Experience Ngong Ping 360
A 30-minute boat ride from the central city takes you to Lantau Island and one of Hong Kong’s newest and most impressive tourist experiences. Ngong Ping 360 offers a scenic gondola ride to a mountaintop village, where you can visit Po Lin Monastery and see the world’s largest seated Buddha, the Tian Tan Buddha. Be prepared for a lot of stairs to reach the Buddha statue. Consider bringing a backpack carrier for kids younger than four or five. If you have adventurous eaters with you, try the vegetarian lunch the monastery serves when it’s open; typically a soup, stir fry, vegetable dish and rice.

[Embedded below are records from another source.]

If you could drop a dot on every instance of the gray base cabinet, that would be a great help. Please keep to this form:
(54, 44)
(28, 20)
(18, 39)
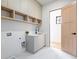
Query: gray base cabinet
(34, 43)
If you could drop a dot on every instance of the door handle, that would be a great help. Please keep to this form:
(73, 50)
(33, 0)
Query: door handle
(74, 33)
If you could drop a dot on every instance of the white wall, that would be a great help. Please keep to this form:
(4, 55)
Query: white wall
(29, 7)
(46, 18)
(55, 29)
(11, 46)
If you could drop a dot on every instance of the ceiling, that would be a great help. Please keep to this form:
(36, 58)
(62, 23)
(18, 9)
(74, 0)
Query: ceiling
(43, 2)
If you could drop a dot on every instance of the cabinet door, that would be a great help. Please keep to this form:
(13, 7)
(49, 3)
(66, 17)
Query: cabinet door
(4, 3)
(69, 29)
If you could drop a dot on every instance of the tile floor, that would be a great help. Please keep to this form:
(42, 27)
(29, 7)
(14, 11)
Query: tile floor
(46, 53)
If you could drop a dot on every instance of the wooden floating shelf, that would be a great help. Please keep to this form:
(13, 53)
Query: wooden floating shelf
(11, 19)
(9, 14)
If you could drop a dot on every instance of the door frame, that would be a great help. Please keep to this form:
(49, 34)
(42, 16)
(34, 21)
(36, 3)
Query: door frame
(49, 22)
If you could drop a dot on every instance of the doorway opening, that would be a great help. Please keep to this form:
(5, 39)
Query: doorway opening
(55, 29)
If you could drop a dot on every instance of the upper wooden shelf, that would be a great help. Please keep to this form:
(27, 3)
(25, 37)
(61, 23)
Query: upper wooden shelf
(13, 15)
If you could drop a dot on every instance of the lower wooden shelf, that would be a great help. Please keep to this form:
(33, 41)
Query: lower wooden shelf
(12, 19)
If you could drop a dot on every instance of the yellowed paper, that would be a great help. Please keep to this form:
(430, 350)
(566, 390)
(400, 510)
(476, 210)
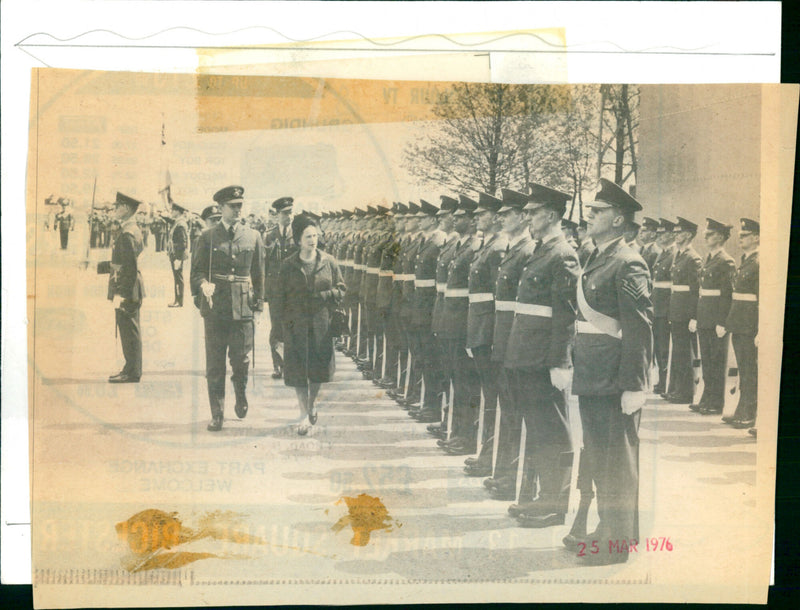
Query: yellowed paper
(135, 502)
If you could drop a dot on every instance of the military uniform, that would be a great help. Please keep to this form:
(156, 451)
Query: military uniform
(466, 387)
(232, 259)
(714, 303)
(480, 327)
(177, 249)
(279, 246)
(612, 356)
(662, 289)
(685, 290)
(126, 282)
(742, 323)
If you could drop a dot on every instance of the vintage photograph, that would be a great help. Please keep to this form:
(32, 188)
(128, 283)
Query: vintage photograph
(305, 340)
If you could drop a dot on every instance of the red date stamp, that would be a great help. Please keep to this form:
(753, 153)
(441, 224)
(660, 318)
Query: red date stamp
(593, 547)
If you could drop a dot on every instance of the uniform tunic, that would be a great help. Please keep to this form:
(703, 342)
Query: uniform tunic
(612, 355)
(716, 286)
(742, 323)
(235, 265)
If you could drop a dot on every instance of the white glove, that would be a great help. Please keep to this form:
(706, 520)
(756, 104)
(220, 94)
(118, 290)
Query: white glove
(632, 402)
(560, 378)
(207, 287)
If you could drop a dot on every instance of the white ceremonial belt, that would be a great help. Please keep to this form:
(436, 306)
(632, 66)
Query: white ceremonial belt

If you have fearless children and a bit of flexibility in your travel budget, opt for the Crystal Cabin on your gondola ride. Our brave 5-year-old laid down on the glass floor to look at the sea and land hundreds of feet below! The entire Ngong Ping experience can be done in a half-day, but you may want to plan for a full day on weekends when crowds spike.
Play at Hong Kong Disneyland
We couldn’t go to Hong Kong with letting our little one sample a taste of Disney magic (top), served up with a distinctly Asian accent. Hong Kong Disneyland, opened in 2005, is the newest and smallest of all the Disney parks, but a few lands, such as Mystic Point, are unique to this park. One full day is probably enough for casual fans, but true Disney fans might need a bit more time. Lines were substantially shorter on weekdays than weekends. Arriving in the morning when the park opened let us avoid even more crowds. And you can get to the park by subway.
Sample Dim Sum
I’ve had my battles with my picky eater, but Hong Kong is a great place to tempt the pickiest of eaters with a range of new foods. Dim sum offers tastes that kids like in a variety of shapes that are perfect for sampling. Roast pork buns, pot stickers, and meat dumplings were a hit with our child. Eggy custard tarts are good bet too, if you spot them. Best of all: if your little one can’t quite manage the chopsticks, fingers work great.
There are many delicious dim sum restaurants around the city, so ask your hotel’s concierge for recommendations. We really enjoyed Tim Ho Wan, famed for being the cheapest Michelin star restaurant in the world. The three of us dined like kings for about $20.